I'm hearing that your intellectual faders are up, and all the rest of them are down. So try an experiment. Pull up the faders in heart space. What happens in you when you pick up the heart fader? Maybe what happens is that you experience yourself feeling an internal voice chorusing 'Ribbono Shel Olam thank You thank You thank You.' Push down the intellectual fader and pull up the emotional one and see what arises in you."
The four equalizers map, of course, to the Four Worlds about which we so often speak in Jewish Renewal: assiyah (action / physicality), yetzirah (emotions / heart), briyah (intellect / contemplation), and atzilut (essence / spirit.) Everything is always happening in all four of these realms at once, though many of us feel more comfortable in one of these worlds than the others.
At lunch after class I shared this image with a friend who knows something about recording music, and she pointed out that the name "equalizer" points the layperson in the wrong direction. The goal isn't to make all of the faders "equal." For one track one might want more treble; for another track, more bass. Just so, the internal equalizers about which Reb Joel was teaching us. Maybe when I'm hiking in the Colorado hills my physical fader is high, since I'm unusually aware of my body and my surroundings -- whereas when I'm davening, my emotional and spiritual faders might be at peak.

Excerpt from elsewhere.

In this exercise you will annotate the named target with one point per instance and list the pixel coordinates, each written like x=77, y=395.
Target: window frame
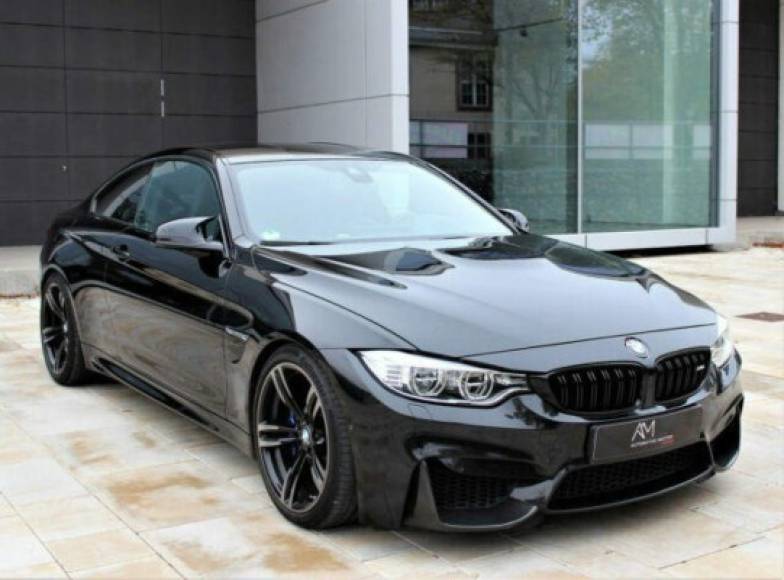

Different moments in the day, different days in the week, require different balances. The goal isn't to perfectly equalize our experience of the four worlds -- or at least I don't think it is. The goal is to cultivate awareness of which world(s) I'm living in, and to learn the practice of adjusting my own psycho-spiritual faders. Just as different instruments speak different languages but they're all needed in the orchestra, just so different parts of ourselves need to be allowed to speak as we inhabit the four worlds in different ways.